Brooklyn’s Beach Fossils are in a celebratory mood. Their third album, Somersault, was warmly received in June and tonight they get to play the wonderful Hare & Hounds venue in the Kings Heath area of Birmingham, to an appreciative crowd.
Before they tread the H&H boards, though, all the way from Cambridge (England) come Nervous Conditions, a truly remarkable eight-piece band numbering in its ranks, amongst the usual suspects, a saxophonist, a violinist and that ultimate “Why don’t more bands do this?” feature of twin drummers. Though they look young enough to be Mark E. Smith‘s grandchildren, they resemble The Fall (early period) in more than one way: that dual percussion onslaught for a start, plus the driving repetition; there is something about the vocal delivery too that brings to mind MES. Nervous Conditions are no mere copycats, however, and work their way through an uncompromising 50-minute set that hints at genius at the same time as testing the audience’s resolve (the third track was a quarter of an hour-long by itself!). The band are apparently on the verge of releasing their debut album and it will definitely be one to watch out for.

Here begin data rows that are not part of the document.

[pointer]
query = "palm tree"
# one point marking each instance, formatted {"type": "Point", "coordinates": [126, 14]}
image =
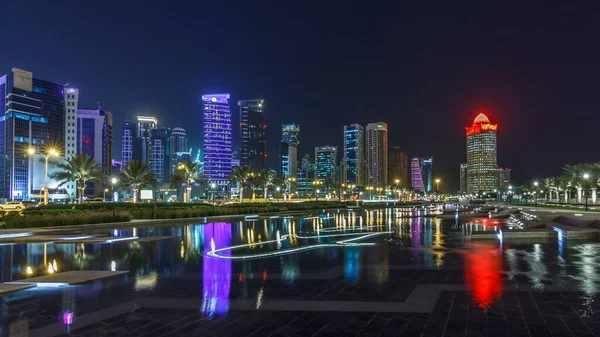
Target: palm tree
{"type": "Point", "coordinates": [80, 168]}
{"type": "Point", "coordinates": [186, 174]}
{"type": "Point", "coordinates": [266, 179]}
{"type": "Point", "coordinates": [137, 175]}
{"type": "Point", "coordinates": [240, 175]}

By contrast, Beach Fossils already have a considerable catalogue of short(ish), jangle-pop jewels on which to draw and they begin with a brace from their second record; the Drums-y ‘Generational Synthetic’ and the harder ‘Shallow’.
The band play an incidental bossa nova jam to cover up for Tommy Davidson tuning up a guitar; frontman Dustin Payseur announces “It’s open mic night at the Hare & Hounds, featuring a Beach Fossils song, another Beach Fossils song and then maybe another 10 Beach Fossils songs”. The band clearly aren’t taking themselves too seriously.
The finest moments, though, are from this year’s subtly brilliant Somersault, on which they have moved from their lo-fi roots to a lush, far more expansive sound. The record’s opening track ‘This Year’ gets a big cheer, before a couple more from the album follow in quick succession, ‘Down The Line’ and the sumptuous single ‘Saint Ivy’, on which keyboardist and trumpeter (is that a word?) Daniel Fox does an excellent job of recreating the strings of the album version.
The highlight of the set is the powerful ‘Be Nothing’, another new one, which is a slow / fast / slow masterpiece of a song. Relative oldie ‘Careless’ changes the tone, increasing the pace, while another favourite ‘Sleep Apnea’ (sic) takes it down again – it’s a stunning song.
‘Closer Everywhere’ is another Somersault instant classic, and closes the main set. “This isn’t really the type of venue where you can leave the stage and come back for an encore, so we will just stay here and do another couple” say the band before Fox plays a ‘minuet’ mixed with a snatch of Happy Mondays’ indie night staple Step On’ to punctuate the difference between the end of the show and the encore.
‘Crashed Out’ and old single ‘Daydream’ send the audience on their way, safe in the knowledge that they have experienced a band on top of its game.